Three months ago Jason Heyward and the Chicago Cubs agreed to part ways after the season.
The move became official Monday when the Cubs granted Heyward his unconditional release. The 33-year-old outfielder is owed $22 million for 2023, the final year of the eight-year, $184 million contract he signed before the 2016 season. Heyward also will receive four $5 million installments on April 1, 2024-27, as part of his initial signing bonus.
Heyward indicated in late September he wants to play elsewhere next season while acknowledging those plans might not come to fruition.
“I appreciate they’re real, I appreciate being able to have that,” Heyward said Sept. 29. “It’s tough when you don’t have those things, showing up for any job or living life, if people were kind of blowing smoke and not keeping it real with you.

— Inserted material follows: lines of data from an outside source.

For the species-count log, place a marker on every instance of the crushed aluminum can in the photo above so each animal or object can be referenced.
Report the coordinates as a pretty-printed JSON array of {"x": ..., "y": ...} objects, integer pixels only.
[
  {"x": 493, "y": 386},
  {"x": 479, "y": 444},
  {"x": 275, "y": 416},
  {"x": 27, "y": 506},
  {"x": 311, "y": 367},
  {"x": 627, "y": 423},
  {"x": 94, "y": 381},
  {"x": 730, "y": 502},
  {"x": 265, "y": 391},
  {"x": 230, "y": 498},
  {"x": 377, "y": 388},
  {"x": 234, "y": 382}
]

“That’s something that people don’t always understand is how you handle failure. There’s a lot of accolades throughout my career, a lot of special things happened here with this team. A lot of failure too. It’s not always easy to deal with, but there’s been a lot of good things that have come my way from a lot of people expressing that to me, and I feel like that comes from how I’ve handled everything.”
Heyward ends his seven seasons in Chicago with a .245/.323/.406 slash line, 86 OPS+, 8.9 WAR, two Gold Glove awards and a World Series title. His presence will last beyond his final game with the Cubs through his charitable work in the community.
The Cubs have 33 players on their 40-man roster after Heyward’s departure, providing ample space to add players by Tuesday’s deadline to protect eligible minor-leaguers from the Rule 5 draft.